Illinois community dismayed over officer’s suicide, alleged theft
Published 9:12 am Thursday, November 5, 2015
FOX LAKE, Ill. (AP) — Public works employees were pulling down the blue ribbons residents had tied to trees and poles as a tribute to their slain hero. Signs around the small town that had praised the cop known as “G.I. Joe” suddenly disappeared, replaced in one case by another that labeled him “G.I. Joke.”
The friends and neighbors of police Lt.
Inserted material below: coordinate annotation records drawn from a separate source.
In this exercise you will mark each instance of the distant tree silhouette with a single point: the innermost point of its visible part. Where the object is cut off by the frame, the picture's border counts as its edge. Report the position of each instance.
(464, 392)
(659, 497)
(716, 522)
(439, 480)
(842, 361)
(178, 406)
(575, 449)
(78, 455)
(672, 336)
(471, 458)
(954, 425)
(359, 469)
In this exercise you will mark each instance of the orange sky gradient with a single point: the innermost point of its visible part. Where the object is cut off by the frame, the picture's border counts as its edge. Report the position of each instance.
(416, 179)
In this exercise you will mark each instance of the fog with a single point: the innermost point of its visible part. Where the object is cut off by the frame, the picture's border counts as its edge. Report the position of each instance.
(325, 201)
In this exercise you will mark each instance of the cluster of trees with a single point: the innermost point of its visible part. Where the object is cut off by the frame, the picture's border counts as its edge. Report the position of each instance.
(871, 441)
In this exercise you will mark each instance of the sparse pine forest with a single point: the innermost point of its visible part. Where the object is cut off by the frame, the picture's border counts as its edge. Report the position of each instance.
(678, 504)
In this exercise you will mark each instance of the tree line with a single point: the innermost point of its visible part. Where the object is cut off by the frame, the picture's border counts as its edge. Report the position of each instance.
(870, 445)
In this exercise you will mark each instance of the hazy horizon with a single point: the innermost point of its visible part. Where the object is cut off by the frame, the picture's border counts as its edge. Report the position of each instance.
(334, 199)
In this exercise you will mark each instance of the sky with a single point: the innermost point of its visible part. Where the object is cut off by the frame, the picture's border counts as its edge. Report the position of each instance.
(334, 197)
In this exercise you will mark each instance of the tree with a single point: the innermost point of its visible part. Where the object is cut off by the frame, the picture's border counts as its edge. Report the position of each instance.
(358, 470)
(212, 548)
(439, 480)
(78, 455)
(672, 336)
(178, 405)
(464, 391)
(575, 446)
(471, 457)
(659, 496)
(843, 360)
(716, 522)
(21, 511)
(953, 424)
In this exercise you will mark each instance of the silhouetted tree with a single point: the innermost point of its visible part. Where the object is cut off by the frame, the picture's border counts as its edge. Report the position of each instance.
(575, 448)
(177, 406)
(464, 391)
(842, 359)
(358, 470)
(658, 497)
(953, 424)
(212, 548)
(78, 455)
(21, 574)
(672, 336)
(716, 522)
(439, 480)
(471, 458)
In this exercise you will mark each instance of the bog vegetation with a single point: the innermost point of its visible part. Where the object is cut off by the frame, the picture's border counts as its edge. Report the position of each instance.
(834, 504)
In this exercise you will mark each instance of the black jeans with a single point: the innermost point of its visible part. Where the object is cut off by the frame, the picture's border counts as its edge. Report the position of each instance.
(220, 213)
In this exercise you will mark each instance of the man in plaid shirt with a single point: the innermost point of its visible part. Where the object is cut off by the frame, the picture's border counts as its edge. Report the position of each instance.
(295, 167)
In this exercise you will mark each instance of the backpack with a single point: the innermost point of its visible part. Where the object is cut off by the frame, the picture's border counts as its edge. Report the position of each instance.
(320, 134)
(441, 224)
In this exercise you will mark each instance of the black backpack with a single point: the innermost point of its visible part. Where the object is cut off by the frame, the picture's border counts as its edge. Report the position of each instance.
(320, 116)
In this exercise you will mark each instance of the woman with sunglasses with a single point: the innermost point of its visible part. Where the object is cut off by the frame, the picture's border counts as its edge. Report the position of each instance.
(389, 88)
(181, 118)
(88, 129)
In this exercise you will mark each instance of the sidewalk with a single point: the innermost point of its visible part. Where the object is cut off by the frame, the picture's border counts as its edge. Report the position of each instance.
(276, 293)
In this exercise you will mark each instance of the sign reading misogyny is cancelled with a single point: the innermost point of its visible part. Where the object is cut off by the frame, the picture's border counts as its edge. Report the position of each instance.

Charles Joseph Gliniewicz reacted with disbelief and dismay to authorities’ announcement Wednesday that the popular Fox Lake, Illinois, officer not only meticulously staged his own suicide to make it look like he died in the line of duty, but had been stealing for years from a police club for youth that he oversaw.
“It’s breaking my heart,” said Mark Weihofen, a 41-year-old school bus mechanic. “There is a ‘We love you, Joe’ sign that I pass by every day. … It was already down.”
Investigators said they believed the 30-year police veteran — whose death prompted a weekslong manhunt and whose funeral drew thousands of mourners — killed himself because his criminal activity was about to be exposed.
Recovered text messages and other records now show the 52-year-old Gliniewicz embezzled from the village’s Police Explorer program for seven years, spending the money on mortgage payments, travel expenses, gym memberships, adult websites and loans to friends, Lake County Major Crimes Task Force Commander George Filenko said.